Konflik Palestina Menelan Relawan

Konflik Palestina-Israel adalah konflik yang paling lama berlangsung di wilayah Timur Tengah, yang menyebabkannya menjadi perhatian utama masyarakat internasional. Konflik antara keduanya yang telah berlangsung lebih dari setengah abad ini melibatkan banyak negara Arab dan Barat, serta menjadi agenda pertama dalam Sidang Majelis Umum Perserikatan Bangsa-Bangsa (PBB), ketika PBB baru terbentuk, dan sampai saat ini belum terselesaikan meski telah banyak resolusi yang dikeluarkan. Dalam perspektif sejarah dunia Islam, konflik dua negara ini menarik perhatian, karena terbentuknya negara Israel berarti berkurangnya daerah Islam dalam peta kawasan dunia Islam.
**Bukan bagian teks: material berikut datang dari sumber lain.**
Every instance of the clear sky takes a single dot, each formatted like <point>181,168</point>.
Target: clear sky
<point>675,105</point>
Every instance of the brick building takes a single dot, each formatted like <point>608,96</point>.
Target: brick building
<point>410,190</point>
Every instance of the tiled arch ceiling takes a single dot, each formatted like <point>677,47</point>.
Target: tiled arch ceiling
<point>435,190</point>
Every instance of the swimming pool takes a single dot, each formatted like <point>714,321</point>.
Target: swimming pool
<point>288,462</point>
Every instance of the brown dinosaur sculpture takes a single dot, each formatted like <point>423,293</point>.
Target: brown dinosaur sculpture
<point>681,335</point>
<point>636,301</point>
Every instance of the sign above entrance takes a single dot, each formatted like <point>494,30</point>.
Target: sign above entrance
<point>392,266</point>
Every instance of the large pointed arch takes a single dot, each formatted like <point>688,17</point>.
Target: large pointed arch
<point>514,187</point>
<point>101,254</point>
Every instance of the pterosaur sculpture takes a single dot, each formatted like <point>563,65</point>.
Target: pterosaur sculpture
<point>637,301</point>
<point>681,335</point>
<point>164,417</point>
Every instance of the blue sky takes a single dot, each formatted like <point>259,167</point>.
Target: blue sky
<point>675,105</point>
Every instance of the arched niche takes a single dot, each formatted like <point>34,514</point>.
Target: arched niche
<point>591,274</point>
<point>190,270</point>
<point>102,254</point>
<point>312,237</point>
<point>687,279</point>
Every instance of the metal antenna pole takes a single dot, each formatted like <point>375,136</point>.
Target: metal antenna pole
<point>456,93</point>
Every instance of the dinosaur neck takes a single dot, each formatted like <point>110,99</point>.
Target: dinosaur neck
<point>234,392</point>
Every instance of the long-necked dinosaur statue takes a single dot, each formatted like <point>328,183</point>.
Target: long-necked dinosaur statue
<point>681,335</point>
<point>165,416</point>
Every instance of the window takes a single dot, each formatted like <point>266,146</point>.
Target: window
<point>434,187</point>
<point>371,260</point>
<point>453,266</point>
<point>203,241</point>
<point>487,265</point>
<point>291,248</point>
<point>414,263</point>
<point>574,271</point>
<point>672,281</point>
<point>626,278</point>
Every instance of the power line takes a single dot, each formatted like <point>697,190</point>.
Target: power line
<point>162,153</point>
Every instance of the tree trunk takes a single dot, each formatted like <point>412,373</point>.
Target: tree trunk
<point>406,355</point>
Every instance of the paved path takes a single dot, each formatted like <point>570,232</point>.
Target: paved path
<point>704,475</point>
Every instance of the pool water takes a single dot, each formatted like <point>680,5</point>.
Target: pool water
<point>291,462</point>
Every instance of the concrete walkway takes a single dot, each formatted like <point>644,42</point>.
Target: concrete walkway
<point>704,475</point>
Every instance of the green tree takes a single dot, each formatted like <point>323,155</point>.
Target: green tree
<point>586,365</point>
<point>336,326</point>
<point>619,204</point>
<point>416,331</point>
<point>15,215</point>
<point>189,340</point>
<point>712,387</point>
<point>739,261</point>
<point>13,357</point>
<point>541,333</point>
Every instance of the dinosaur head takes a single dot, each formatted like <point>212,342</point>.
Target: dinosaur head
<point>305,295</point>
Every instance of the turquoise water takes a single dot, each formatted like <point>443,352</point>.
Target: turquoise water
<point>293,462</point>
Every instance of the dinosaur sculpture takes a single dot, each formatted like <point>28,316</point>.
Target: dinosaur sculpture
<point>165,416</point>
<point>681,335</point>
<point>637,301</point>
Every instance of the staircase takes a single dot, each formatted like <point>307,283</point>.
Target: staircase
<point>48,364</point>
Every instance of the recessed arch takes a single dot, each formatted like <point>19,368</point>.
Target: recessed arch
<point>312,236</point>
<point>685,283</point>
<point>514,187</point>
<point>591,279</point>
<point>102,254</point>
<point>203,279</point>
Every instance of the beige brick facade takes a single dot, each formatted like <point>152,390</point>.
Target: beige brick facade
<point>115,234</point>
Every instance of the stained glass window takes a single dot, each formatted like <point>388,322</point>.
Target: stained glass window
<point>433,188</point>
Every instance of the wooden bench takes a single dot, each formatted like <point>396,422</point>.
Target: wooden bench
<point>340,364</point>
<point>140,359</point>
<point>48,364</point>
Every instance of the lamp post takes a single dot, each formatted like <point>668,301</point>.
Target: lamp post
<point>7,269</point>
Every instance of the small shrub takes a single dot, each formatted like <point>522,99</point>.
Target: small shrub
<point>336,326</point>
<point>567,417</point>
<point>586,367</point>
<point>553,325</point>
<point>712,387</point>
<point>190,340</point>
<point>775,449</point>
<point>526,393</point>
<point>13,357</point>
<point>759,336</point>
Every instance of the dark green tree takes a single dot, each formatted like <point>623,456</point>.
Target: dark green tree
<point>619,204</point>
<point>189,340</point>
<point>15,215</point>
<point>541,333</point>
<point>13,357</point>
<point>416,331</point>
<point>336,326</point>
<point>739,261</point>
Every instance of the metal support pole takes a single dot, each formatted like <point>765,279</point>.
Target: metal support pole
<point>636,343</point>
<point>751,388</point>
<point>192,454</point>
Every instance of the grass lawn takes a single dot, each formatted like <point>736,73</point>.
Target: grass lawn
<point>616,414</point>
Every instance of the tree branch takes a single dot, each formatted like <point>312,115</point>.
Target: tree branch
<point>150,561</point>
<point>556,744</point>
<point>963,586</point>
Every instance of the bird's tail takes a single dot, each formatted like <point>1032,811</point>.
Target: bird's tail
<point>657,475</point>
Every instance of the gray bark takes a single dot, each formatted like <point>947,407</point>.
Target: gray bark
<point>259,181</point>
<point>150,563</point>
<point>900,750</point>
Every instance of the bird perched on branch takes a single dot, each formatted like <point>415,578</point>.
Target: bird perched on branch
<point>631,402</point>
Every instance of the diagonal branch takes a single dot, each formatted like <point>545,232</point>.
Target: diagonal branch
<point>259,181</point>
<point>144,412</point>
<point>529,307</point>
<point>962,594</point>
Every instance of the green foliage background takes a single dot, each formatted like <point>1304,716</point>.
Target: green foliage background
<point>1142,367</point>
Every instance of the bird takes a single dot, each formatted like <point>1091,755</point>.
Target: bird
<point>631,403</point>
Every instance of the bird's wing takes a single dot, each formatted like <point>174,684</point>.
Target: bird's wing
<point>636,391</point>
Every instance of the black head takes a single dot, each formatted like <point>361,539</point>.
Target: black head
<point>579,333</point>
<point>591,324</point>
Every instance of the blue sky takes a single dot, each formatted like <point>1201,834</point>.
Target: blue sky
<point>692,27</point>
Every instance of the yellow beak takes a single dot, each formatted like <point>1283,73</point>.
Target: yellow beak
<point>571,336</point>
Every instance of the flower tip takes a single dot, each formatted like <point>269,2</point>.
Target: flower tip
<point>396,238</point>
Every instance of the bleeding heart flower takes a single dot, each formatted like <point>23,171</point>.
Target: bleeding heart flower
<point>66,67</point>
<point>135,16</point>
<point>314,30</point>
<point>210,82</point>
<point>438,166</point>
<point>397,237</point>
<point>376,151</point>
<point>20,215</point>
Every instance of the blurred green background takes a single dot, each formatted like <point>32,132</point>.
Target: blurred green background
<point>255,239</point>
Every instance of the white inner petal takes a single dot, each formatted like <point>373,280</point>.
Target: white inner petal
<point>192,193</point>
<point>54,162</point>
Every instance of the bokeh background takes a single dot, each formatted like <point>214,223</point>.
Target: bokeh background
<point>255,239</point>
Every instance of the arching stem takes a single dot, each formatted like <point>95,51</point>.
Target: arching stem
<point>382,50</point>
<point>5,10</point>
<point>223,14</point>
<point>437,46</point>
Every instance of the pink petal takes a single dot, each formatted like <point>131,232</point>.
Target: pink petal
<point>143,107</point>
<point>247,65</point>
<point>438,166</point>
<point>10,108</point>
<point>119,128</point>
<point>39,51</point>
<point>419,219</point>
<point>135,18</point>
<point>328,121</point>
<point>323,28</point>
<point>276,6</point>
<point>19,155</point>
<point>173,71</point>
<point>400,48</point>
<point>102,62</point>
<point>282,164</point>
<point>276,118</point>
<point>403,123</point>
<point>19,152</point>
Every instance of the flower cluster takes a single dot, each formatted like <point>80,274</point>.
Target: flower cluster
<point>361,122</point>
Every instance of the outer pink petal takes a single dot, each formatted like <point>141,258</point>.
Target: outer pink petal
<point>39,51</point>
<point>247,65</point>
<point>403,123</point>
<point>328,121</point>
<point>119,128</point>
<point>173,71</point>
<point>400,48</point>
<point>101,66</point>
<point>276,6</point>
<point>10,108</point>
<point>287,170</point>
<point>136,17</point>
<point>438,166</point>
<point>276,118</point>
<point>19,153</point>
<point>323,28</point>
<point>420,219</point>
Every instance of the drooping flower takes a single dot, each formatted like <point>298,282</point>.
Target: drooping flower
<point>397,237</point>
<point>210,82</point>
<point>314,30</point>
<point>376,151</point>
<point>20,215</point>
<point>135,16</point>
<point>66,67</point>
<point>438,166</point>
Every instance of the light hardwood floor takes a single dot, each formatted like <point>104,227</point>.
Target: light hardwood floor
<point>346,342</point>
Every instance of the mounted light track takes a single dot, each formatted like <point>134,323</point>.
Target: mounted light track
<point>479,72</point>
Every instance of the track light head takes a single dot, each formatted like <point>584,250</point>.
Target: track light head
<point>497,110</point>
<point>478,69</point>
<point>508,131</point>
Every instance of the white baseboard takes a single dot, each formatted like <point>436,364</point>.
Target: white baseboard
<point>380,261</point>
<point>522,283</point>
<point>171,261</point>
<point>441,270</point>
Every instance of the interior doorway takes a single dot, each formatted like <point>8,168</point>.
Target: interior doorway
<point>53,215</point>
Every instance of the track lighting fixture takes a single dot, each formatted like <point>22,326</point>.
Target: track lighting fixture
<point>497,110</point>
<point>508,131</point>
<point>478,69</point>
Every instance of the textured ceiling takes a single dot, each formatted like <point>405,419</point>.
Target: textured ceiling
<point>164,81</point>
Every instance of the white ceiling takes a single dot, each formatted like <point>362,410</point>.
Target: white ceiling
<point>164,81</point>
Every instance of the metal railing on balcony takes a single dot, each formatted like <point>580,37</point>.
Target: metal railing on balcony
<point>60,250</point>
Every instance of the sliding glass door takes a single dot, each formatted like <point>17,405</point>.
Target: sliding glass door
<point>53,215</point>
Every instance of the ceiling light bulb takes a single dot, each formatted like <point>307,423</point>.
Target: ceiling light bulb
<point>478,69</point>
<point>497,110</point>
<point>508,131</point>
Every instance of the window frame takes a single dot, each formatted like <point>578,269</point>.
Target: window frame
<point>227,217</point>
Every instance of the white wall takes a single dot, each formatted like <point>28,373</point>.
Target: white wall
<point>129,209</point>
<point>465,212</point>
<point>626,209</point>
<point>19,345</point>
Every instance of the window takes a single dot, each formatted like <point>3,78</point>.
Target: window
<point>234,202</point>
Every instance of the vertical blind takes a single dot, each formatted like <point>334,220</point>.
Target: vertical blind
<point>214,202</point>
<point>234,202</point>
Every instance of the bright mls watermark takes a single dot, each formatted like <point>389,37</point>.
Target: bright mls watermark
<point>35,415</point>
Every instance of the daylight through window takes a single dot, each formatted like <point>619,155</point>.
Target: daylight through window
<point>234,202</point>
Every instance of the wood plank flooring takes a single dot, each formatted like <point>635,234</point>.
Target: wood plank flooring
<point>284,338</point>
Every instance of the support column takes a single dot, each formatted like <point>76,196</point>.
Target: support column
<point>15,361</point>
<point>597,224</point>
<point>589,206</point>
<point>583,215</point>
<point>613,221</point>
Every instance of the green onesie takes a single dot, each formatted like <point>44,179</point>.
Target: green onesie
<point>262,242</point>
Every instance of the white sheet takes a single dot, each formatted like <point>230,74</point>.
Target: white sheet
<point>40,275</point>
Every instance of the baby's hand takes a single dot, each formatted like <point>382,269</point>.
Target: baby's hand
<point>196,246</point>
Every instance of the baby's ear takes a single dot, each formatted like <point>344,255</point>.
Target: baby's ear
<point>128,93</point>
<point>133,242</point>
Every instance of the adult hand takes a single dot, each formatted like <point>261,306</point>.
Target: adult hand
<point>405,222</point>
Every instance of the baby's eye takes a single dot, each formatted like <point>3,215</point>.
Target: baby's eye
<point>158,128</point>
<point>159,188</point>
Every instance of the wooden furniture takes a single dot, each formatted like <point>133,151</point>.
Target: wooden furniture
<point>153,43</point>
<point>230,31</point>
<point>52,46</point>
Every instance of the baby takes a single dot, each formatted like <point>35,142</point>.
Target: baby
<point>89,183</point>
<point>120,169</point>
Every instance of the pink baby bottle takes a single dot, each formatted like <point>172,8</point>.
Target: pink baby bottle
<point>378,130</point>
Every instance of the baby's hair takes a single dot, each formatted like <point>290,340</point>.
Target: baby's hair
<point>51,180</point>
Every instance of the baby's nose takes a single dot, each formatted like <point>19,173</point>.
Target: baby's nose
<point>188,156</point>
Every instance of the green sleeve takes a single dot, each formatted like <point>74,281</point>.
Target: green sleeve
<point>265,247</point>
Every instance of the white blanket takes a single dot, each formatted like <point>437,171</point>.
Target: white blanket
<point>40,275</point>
Keberhasilan bangsa Israel dalam mendirikan negara pada kawasan yang sudah “bertuan” tidak lepas dari kekuatan gerakan pemikiran dan ideologi yang mem-back up nya, yaitu Zionisme. Zionisme inilah yang diklaim menyulut api konflik berkepanjangan dan mengobarkan permusuhan turun-temurun di bumi Palestina dan sampai sekarang ini masih sering bergejolak.
Seorang relawan medis perempuan Palestina dilaporkan tewas ditembak di dada oleh pasukan Israel di Jalur Gaza. Razan Al-Najar ditembak ketika berusaha menolong seorang demonstran yang terluka di Khan Younes. Seorang saksi mata berkata, awalnya relawan berusia 21 tahun itu datang dengan seragam putih yang menandakan dia adalah petugas medis. Najar telah mengangkat tangannya sehingga bisa terlihat oleh pasukan Israel. Namun, mereka tetap menembaknya. Kematian Najar membuat Menteri Kesehatan Palestina, Jawad Awwad, menyebut tindakan Pasukan Pertahanan Israel (IDF) masuk dalam kategori kejahatan perang. Sesuai Konvensi Jenewa pada 1949, paramedis mendapat perlindungan ketika ketika berusaha menyelamatkan mereka yang terluka dalam konflik. Pasal 24 dalam konvensi secara khusus menyebutkan “paramedis yang melakukan pencarian, pengumpulan, atau perawatan luka-luka harus mendapat perlindungan khusus”.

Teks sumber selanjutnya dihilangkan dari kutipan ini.